Wessex a Bustling Little Town
Mitch Palmer '09 - Today we visited Dorchester in Thomas Hardy’s Wessex. Since it is located in the British countryside, I assumed at first that it would be pretty much like the cornfields and whatnot we see in Indiana. However, I was pleasantly surprised.
For one, the town was much more active than I originally imagined it would be. On one street in particular, which was closed off in order to accommodate pedestrian traffic, it was as crowded as some of the places we have seen in London. The rest of the town was fraught with stores, pubs, inns, and street vendors, and in some places one might forget that London was 2 ½ hours away.
Once we started to pass out of the town and move more into the country, however, I was reminded a little more of home. On the other hand, there were some significant differences between what I’m used to in the States and what I saw here. Most noticeable (and most disappointing) was the lack of road apples. But we did see several kinds of ranches and farms that one would expect to find in the States. One major difference was the heavy presence of forest area among the farms; there was not nearly as much open field as we have in the states.

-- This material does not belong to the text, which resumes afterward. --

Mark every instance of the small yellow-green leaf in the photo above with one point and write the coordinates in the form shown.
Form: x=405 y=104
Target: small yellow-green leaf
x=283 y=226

Finally, before leaving, we saw Thomas Hardy’s cottage. One of the first things I noticed was the height of the door – probably about 5’ 8” or so; Hardy was not a large man. But the gardens surrounding the cottage, as well as the autumn forestry made for an extremely beautiful, extremely serene scene. After seeing the cottage, we were on our way back to the train station, and upon settling myself on the train, I began my second 2 ½ hour nap of the day.